Dans le choix des nouvelles variétés, les producteurs sont très attentifs à la sensibilité au Blossom and rot, dont pâtit Balta. « Gonto et Balta sont des variétés anciennes sélectionnées et adaptées au marché français qui restent nos références », constate Abdou Kadri Moumouni faisant remarquer que les nouveautés sont essentiellement sélectionnées pour le marché hollandais de la serre chauffée ou le marché des abris froids en Espagne. « Nous sommes entre ces deux modèles de culture sans trouver de variété satisfaisante dans l’un ou l’autre », conclut le technicien.
Résistances et tolérances
La résistance génétique des variétés permet de restreindre le développement de certaines maladies ou virus et d’assurer ainsi une meilleure protection des cultures. Vis-à-vis des virus, il n’existe pas de résistance totale. On distingue des résistances intermédiaires (IR) et des résistances hautes (HR) selon que les symptômes s’expriment plus ou moins. Sur poivron, le PVY, PepMoV et CMV sont des virus transmis par les pucerons. Le Tm est transmis par les semences et par contact en culture. Le TSWV est transmis par les thrips. Ces dernières années, des symptômes de TSWV ont été constatés sur des variétés tolérantes à ce virus : il existe en fait de nouvelles races de TSWV plus virulentes pour lesquelles la résistance actuelle des variétés ne suffit plus.
Un large choix variétal dans le Sud-est
Dans le Sud-est, le type demi-long est le plus demandé actuellement sur le marché. Le type carré (hauteur 10/12 cm) se développe un peu sur la région pour le marché d’expédition. Suite aux essais variétaux réalisés par l’Aprel et aux observations de terrain, la station d’expérimentation rédige chaque année des propositions variétales qui doivent cependant être validées au niveau de chaque terroir et chaque mode de conduite. Pour 2022, Almuden (Syngenta), Achille (Clause), Calibello (Sakata), Relys (Clause) sont mentionnés dans le type demi-long rouge, Eppo (Clause) en jaune. Gonto (Clause) et Sprinter (Enza Zaden) pour les poivrons carrés rouges, Twingo (Clause) pour les jaunes. Des variétés de diversification existent aussi en poivron avec des types cornes, comme Minerva (De Ruiter) et Lipari (Clause) sont doux, Impala (Clause) piquant. Des variétés de poivrons oranges, mini-fruits existent mais ne font pas toutes l’objet de préconisations compte tenu de la marginalité de ces marchés et du manque de références.

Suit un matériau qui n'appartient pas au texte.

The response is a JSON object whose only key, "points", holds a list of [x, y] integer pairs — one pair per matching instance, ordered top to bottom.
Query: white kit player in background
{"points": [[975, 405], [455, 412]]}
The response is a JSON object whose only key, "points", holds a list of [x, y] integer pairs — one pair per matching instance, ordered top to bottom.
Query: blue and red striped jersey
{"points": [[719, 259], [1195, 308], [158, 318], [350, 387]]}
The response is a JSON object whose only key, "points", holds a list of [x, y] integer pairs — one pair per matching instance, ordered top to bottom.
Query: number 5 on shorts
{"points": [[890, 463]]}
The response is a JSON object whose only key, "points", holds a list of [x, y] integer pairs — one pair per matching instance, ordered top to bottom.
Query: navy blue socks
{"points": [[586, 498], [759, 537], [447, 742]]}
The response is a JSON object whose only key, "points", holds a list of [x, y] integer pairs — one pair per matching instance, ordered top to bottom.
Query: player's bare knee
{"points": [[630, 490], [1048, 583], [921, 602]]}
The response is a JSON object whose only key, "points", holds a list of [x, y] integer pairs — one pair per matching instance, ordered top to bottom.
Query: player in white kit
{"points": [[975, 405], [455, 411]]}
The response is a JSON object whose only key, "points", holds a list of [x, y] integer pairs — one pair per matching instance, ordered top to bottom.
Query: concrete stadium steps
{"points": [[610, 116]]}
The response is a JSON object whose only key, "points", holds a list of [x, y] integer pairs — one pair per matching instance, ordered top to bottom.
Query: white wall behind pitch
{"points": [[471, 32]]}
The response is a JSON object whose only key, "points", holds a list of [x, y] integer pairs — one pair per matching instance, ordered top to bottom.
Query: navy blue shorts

Des porte-greffes résistants et tolérants
Le greffage du poivron apporte certaines solutions au Phytophthora. Les essais conduits par l’Aprel ont permis de retenir les porte-greffes Tresor (Nunhems), Snooker et Robusto (Syngenta), Galaxy (Seminis), et Brutus (Gautier), tous résistants au Phytophthora et tolérants aux nématodes. En revanche, les porte-greffes essayés n’augmentent pas la vigueur et accentuent le caractère génératif des plantes. Les cultures greffées doivent donc être conduites avec une densité identique à des plants francs mais en conditions poussantes pour améliorer le caractère végétatif ; des allégements de fruits sont à prévoir. Les fruits ont tendance à être plus petits sur plants greffés.